While I was going through some old mail, I discovered that I received two returned letters which were addressed to the same individual. I don't know the individual. The two letters were dated about 1 month apart. The return address had my street address on it, but claimed that it was sent from "an agent of" some financial services company X.
I did not open the letters. Based on what I did see, my assumptions are as following:
- This is a debt collector who does not wish to reveal their true location.
- The debt collector does not understand the law, or understands it all-too-well, and wants to mask their physical location to protect themselves against a retaliation.
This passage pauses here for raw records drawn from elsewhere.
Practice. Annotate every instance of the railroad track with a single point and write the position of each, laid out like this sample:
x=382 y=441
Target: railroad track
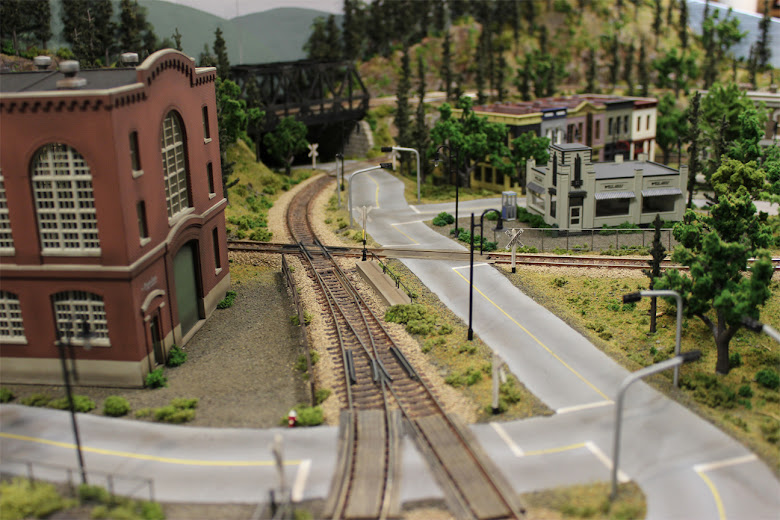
x=601 y=262
x=381 y=390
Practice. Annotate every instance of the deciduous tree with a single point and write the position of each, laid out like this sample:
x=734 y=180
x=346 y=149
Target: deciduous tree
x=286 y=140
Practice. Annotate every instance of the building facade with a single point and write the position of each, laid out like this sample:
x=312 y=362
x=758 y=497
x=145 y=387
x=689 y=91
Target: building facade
x=573 y=192
x=609 y=125
x=111 y=212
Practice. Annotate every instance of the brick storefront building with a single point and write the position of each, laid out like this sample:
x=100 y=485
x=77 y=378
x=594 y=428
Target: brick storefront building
x=111 y=211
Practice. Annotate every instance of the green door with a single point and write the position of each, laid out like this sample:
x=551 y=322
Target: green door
x=184 y=271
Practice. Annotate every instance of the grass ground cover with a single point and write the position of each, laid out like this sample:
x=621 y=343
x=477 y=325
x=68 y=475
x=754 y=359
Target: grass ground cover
x=742 y=403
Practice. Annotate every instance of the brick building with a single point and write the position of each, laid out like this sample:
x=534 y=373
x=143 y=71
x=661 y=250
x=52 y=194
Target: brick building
x=111 y=211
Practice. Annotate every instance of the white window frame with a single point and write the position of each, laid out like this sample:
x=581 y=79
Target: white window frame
x=173 y=148
x=11 y=323
x=71 y=307
x=64 y=202
x=6 y=237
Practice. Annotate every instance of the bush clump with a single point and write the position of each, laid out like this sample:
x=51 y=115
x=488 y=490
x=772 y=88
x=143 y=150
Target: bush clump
x=81 y=403
x=115 y=406
x=20 y=499
x=6 y=396
x=768 y=378
x=156 y=378
x=443 y=219
x=227 y=302
x=176 y=357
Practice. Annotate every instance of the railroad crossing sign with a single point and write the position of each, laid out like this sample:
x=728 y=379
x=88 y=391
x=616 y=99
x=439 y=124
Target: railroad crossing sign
x=313 y=154
x=514 y=241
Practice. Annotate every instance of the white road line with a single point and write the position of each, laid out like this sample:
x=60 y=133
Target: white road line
x=699 y=468
x=588 y=406
x=622 y=477
x=300 y=480
x=507 y=439
x=465 y=266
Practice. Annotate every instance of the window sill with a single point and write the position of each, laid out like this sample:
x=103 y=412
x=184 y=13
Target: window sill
x=180 y=215
x=14 y=340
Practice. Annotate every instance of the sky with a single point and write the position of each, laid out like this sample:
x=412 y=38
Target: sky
x=232 y=8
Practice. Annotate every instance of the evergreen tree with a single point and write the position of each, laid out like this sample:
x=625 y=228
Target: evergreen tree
x=446 y=65
x=657 y=21
x=590 y=75
x=420 y=129
x=763 y=50
x=402 y=112
x=644 y=72
x=220 y=51
x=628 y=68
x=683 y=25
x=658 y=254
x=694 y=138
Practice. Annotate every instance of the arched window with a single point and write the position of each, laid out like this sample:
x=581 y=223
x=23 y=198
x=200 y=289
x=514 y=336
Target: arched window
x=6 y=238
x=73 y=307
x=64 y=201
x=175 y=168
x=11 y=326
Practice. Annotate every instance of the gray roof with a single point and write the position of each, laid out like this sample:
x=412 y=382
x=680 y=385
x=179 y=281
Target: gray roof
x=40 y=81
x=626 y=169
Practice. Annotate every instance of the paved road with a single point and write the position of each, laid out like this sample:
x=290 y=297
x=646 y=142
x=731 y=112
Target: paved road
x=687 y=468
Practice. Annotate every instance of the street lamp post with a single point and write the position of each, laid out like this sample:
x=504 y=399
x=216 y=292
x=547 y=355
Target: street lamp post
x=457 y=174
x=382 y=166
x=635 y=297
x=636 y=376
x=499 y=227
x=402 y=149
x=66 y=342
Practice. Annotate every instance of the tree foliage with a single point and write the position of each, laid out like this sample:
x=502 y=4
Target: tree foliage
x=286 y=140
x=717 y=247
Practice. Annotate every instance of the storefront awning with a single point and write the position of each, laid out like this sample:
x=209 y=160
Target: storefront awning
x=606 y=195
x=659 y=192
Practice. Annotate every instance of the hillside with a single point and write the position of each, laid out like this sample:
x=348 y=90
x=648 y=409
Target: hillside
x=273 y=35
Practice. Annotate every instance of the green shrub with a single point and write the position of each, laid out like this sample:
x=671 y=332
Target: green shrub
x=81 y=403
x=6 y=396
x=321 y=394
x=171 y=414
x=710 y=390
x=36 y=400
x=156 y=378
x=745 y=391
x=309 y=415
x=176 y=357
x=115 y=406
x=443 y=219
x=227 y=302
x=768 y=378
x=20 y=498
x=182 y=403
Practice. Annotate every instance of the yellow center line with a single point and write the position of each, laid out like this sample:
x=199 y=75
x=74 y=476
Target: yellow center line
x=404 y=234
x=715 y=495
x=556 y=450
x=556 y=356
x=140 y=456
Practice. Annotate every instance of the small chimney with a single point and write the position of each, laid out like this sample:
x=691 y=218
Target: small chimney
x=42 y=62
x=129 y=58
x=70 y=69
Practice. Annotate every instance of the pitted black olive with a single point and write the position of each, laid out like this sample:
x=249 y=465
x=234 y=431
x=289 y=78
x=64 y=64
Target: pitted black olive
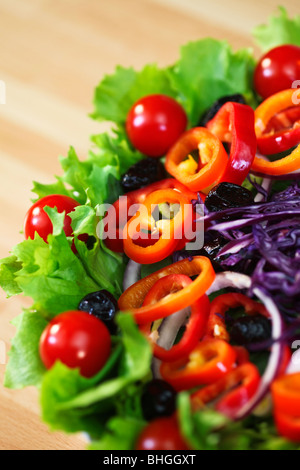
x=236 y=98
x=142 y=173
x=102 y=305
x=250 y=329
x=226 y=195
x=158 y=399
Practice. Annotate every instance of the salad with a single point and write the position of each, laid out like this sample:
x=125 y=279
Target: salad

- The wrong return address was not printed on the letters by mistake. Since the entity sending the letters purports to be a services company, it sends a lot of them. If there was a mistake, it would have been fixed over the period of a full month.
My concern is that whoever is receiving the letters (unlike the ones which were returned to me as "undeliverable"), may be unstable and potentially dangerous.
I called the non-emergency police line and the dispatcher said they could not look up if there was any current investigation into the company mentioned on the return address. I still haven't opened the letters in case there is another law-enforcement entity which may wish to examine them.
Both "send" and "return" addresses are in the state of WA. Should I call the FBI's general line? It is, after all, Federal mail. Or is this perfectly legal and I should just return the letters to the post office?